Dengan adanya peyeum alias tape singkong juga menjadikan minum ini semakin diyakini berasal dari Tanah Pajajaran. Adapun komposisi es goyobod lainnya, yakni roti, tape ketan, santan, serutan kelapa muda, gula dan terkadang ditambah pacar cina dan susu kental manis. Dan tentu saja es batu, agar segar di mulut.
Ari, salah seorang penjual goyobod di Jalan Kebon Gedang, Kota Bandung mengaku kebanjiran pembeli pada bulan Ramadan ini. Apalagi menjelang buka puasa, terkadang perlu ada yang membantu untuk menyajikan kepada pembeli. Artinya, minuman dingin asli Jawa Barat ini banyak diburu.

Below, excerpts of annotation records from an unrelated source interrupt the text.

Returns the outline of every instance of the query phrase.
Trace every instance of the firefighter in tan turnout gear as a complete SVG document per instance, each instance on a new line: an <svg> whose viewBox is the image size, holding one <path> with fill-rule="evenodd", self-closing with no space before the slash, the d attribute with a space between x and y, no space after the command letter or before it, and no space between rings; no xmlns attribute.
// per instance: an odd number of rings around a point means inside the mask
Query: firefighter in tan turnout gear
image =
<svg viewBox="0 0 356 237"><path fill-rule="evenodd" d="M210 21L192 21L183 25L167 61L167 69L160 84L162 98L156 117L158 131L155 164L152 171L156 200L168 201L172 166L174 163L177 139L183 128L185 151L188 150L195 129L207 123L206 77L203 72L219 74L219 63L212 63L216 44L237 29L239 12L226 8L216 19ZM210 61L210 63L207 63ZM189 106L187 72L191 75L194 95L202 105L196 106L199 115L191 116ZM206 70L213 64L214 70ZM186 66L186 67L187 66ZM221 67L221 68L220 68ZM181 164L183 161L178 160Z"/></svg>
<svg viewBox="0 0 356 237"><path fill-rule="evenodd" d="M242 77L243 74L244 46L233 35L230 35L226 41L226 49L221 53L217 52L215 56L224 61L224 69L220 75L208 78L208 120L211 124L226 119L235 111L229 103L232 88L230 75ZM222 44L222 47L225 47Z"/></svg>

“Saya juga jualan es krim sama es lain-lainnya, tapi goyobod ini yang habis-habis terus,” ujar Ari, Minggu (12/6/2016).
Dia membanderol es goyobodnya Rp. 10 ribu untuk satu mangkok. Dengan porsi yang banyak, cukup bila dinikmati untuk berdua. Ari sampaikan baru menjual Goyobod ini sejak satu tahun terakhir.
“Bandung kan sekarang enggak dingin lagi, kalau siang panas sekali jadi punya ide buat jualan ini,” katanya.
Kendati nikmat disantap saat berbuka puasa, namun ada baiknya jika lebih dulu menyantap makanan berat seperti nasi. Walaupun memang beberapa informasi menyebut tape singkong memiliki khasiat menyembuhkan penyakit lambung seperti maag.
“Iya kan ini dingin juga, lebih baik kan makan dulu biar enggak kosong baru minum es goyobod ini dijamin segar,” pungkasnya.